The death of Abu Yahya al-Libi is a significant blow to the terror network, which has lost a string of top leaders at the hands of the American drone program.
The official, who spoke on condition of anonymity to discuss intelligence matters, says that no one left in Al Qaeda comes close to replacing the expertise Al Qaeda has just lost.
Al-Libi would be the latest in the dozen-plus senior commanders removed in the clandestine US war against Al Qaeda since Navy SEALs killed Osama bin Laden just over a year ago. Al-Libi, a hero in militant circles for his 2005 escape from an American military prison in Afghanistan, was elevated to Al Qaeda’s No. 2 spot when Ayman al-Zawahri rose to replace the slain bin Laden.
The US has carried out a flurry of drone strikes recently — seven in less than two weeks — some of which appear to have been trying to target al-Libi.
Pakistani intelligence officials said al-Libi had been slightly injured in a May 28 attack in a village near Khassu Khel, where he then moved. The Taliban chief said the strike that wounded al-Libi was two days earlier in a different village.
The White House maintains a list of terrorist targets to be killed or captured, compiled by the military and the CIA and ultimately approved by the president.
The stepping up of drone strikes since late May follows a relative lull driven by tensions between Washington and Islamabad over American airstrikes last year that killed 24 Pakistani soldiers.
Pakistan seized the opportunity to renegotiate its relationship with the US and demanded Washington stop drone strikes in the country — a demand the US has ignored. The attacks are unpopular in Pakistan because many people believe they mostly kill civilians, an allegation disputed by the US
Pakistan called Deputy US Ambassador Richard Hoagland to the Foreign Ministry on Tuesday to protest the drone strikes.
‘‘He was informed that the drone strikes were unlawful, against international law and a violation of Pakistan’s sovereignty,’’ said a statement sent by the Foreign Ministry to reporters.
Members of the Pakistani government and military have supported the strikes in the past, but that cooperation has come under strain as the relationship between the two countries has deteriorated.
The State Department’s Rewards for Justice program had set a $1 million reward for information leading to al-Libi, who had filmed numerous propaganda videos urging attacks on US targets.
As Al Qaeda’s de facto general manager, al-Libi was responsible for running the group’s day-to-day operations in Pakistan’s tribal areas and manages outreach to Al Qaeda’s regional affiliates.
Al-Libi, an Islamic scholar, was captured in 2002 and held by US forces at the Bagram Air Base in Afghanistan until he escaped in 2005 in an embarrassing security breach. Almost immediately after reuniting with his Taliban and Al Qaeda brethren he began appearing in videos released by the terror group.

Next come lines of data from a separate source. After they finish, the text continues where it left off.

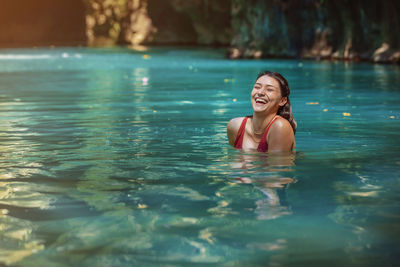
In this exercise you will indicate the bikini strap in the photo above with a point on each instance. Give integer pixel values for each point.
(240, 134)
(263, 145)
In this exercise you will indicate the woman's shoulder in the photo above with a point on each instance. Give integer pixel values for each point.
(234, 124)
(281, 124)
(233, 128)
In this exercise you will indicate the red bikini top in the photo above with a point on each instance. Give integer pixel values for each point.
(263, 145)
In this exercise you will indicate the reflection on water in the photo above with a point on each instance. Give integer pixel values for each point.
(273, 185)
(110, 157)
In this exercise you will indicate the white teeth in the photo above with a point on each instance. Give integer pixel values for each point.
(259, 100)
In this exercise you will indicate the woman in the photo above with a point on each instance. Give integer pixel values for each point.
(272, 126)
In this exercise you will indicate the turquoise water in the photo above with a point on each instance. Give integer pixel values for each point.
(119, 157)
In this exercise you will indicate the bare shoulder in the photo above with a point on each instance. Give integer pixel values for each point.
(233, 128)
(234, 124)
(281, 125)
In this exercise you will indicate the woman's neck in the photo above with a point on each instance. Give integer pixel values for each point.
(259, 123)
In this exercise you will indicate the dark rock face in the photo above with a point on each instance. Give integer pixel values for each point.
(317, 29)
(342, 29)
(42, 23)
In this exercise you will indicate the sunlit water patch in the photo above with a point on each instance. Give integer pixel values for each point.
(113, 157)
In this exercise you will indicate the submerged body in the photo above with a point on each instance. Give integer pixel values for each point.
(272, 127)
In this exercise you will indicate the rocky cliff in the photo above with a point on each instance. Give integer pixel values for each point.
(340, 29)
(318, 29)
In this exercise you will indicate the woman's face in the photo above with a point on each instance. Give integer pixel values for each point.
(266, 95)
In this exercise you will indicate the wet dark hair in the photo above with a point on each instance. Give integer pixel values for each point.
(286, 110)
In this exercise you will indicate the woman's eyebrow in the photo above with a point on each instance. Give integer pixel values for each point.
(269, 85)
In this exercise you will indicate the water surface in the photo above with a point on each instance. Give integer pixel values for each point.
(115, 157)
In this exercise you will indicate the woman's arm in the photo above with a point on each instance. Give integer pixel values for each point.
(232, 129)
(280, 136)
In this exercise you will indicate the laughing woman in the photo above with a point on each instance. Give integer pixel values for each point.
(271, 128)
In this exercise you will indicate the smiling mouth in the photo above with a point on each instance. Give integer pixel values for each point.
(260, 101)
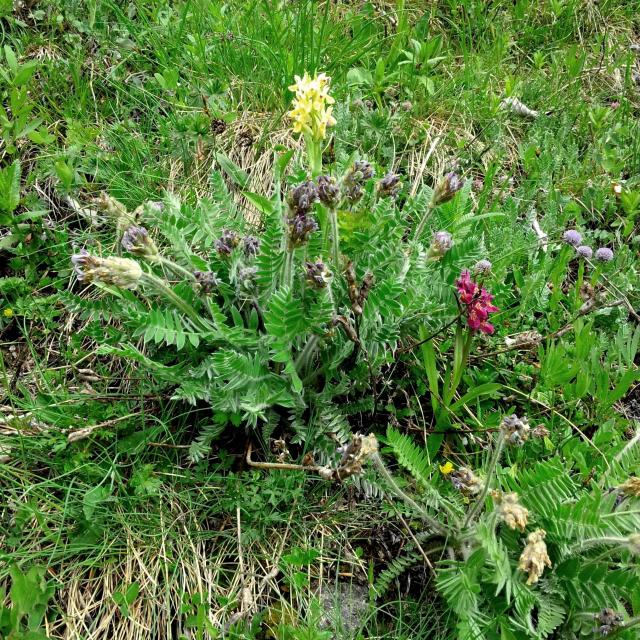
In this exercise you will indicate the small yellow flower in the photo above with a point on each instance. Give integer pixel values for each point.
(446, 468)
(311, 113)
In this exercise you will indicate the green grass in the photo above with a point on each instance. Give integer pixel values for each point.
(139, 99)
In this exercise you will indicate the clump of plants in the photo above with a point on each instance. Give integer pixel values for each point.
(291, 326)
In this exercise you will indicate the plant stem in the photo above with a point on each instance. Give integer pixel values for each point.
(335, 240)
(434, 524)
(287, 274)
(487, 485)
(178, 268)
(423, 221)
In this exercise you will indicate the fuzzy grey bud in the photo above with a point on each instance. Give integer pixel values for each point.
(447, 188)
(136, 240)
(207, 281)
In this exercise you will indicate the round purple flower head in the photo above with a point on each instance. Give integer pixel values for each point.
(584, 252)
(483, 267)
(572, 237)
(604, 254)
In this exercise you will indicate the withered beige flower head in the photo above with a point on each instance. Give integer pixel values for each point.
(116, 211)
(534, 558)
(511, 512)
(311, 113)
(121, 272)
(465, 481)
(516, 430)
(355, 454)
(631, 487)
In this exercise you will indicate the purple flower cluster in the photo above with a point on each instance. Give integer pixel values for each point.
(574, 238)
(478, 303)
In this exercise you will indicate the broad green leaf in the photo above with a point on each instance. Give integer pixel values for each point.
(10, 187)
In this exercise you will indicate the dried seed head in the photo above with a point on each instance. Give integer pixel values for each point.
(511, 512)
(389, 185)
(516, 430)
(631, 487)
(207, 281)
(355, 178)
(633, 543)
(534, 558)
(466, 482)
(115, 210)
(447, 188)
(227, 242)
(136, 240)
(328, 191)
(540, 431)
(121, 272)
(247, 278)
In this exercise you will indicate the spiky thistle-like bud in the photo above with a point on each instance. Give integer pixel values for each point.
(318, 276)
(441, 242)
(207, 281)
(328, 191)
(251, 246)
(137, 240)
(608, 620)
(302, 197)
(482, 267)
(121, 272)
(355, 178)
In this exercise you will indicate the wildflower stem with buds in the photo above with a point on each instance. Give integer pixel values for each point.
(487, 484)
(393, 485)
(174, 266)
(162, 287)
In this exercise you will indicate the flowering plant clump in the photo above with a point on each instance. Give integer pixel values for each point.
(311, 114)
(120, 272)
(477, 303)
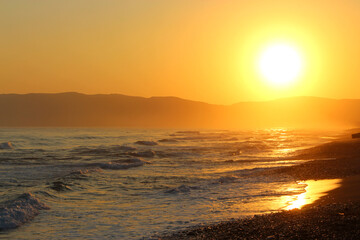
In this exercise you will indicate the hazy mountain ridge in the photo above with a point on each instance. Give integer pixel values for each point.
(116, 110)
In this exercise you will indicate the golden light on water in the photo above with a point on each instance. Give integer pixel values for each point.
(313, 191)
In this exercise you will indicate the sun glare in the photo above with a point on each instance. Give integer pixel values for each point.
(280, 64)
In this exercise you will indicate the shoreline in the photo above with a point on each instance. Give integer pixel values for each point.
(333, 216)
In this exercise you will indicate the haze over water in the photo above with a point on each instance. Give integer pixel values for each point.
(103, 183)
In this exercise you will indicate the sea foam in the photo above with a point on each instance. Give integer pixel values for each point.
(19, 211)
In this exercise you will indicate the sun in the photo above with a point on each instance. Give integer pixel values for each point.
(280, 64)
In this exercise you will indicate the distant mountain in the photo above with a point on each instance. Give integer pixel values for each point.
(115, 110)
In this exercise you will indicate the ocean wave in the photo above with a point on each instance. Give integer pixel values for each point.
(168, 140)
(227, 179)
(121, 164)
(6, 145)
(19, 211)
(180, 189)
(147, 154)
(146, 143)
(102, 150)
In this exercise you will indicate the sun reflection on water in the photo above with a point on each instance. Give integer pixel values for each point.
(313, 191)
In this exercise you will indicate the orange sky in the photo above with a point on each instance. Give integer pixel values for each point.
(199, 50)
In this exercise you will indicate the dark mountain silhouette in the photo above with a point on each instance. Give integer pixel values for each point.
(115, 110)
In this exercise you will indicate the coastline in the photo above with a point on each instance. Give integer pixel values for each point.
(333, 216)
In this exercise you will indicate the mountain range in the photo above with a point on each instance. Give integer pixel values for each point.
(116, 110)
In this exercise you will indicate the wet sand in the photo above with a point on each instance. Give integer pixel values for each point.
(334, 216)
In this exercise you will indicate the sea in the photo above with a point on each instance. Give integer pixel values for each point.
(102, 183)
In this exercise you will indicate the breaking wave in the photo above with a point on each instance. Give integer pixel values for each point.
(19, 211)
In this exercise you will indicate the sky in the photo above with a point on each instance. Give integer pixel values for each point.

The Rewards for Justice program describes al-Libi as using his ‘‘religious training to influence people and legitimize the actions of Al Qaeda.’’
In a 2009 profile of al-Libi in Foreign Policy magazine, terrorism expert Jarret Brachman described al-Libi as ‘‘media-savvy, ideologically extreme, and masterful at justifying savage acts of terrorism with esoteric religious arguments.’’
Al-Libi was one of thousands of men from around the Muslim and Arab world who flocked to Afghanistan in the 1980s to battle the Soviet Union. According to Brachman, he later went to Mauritania for advanced religious studies that he’s since used in repeated videos and other Al Qaeda outreach designed to attract followers and justify the group’s deadly tactics. He honed his outreach skills while working in Karachi as webmaster for a Taliban website, Brachman said.
‘‘This is one of the more prominent names’’ among the targets of drone strikes in Pakistan, added former CIA officer Paul Pillar.
He said al-Libi’s death would help bolster the CIA’s push to continue the drone program despite the continued political resistance from Pakistan and collateral damage.
Al-Libi’s death would be ‘‘another reason not to accept Pakistan’s demand for an end to drone wars,’’ added Brookings Institute’s Bruce Riedel, a former CIA officer and adviser to the White House on Afghanistan and Pakistan policy.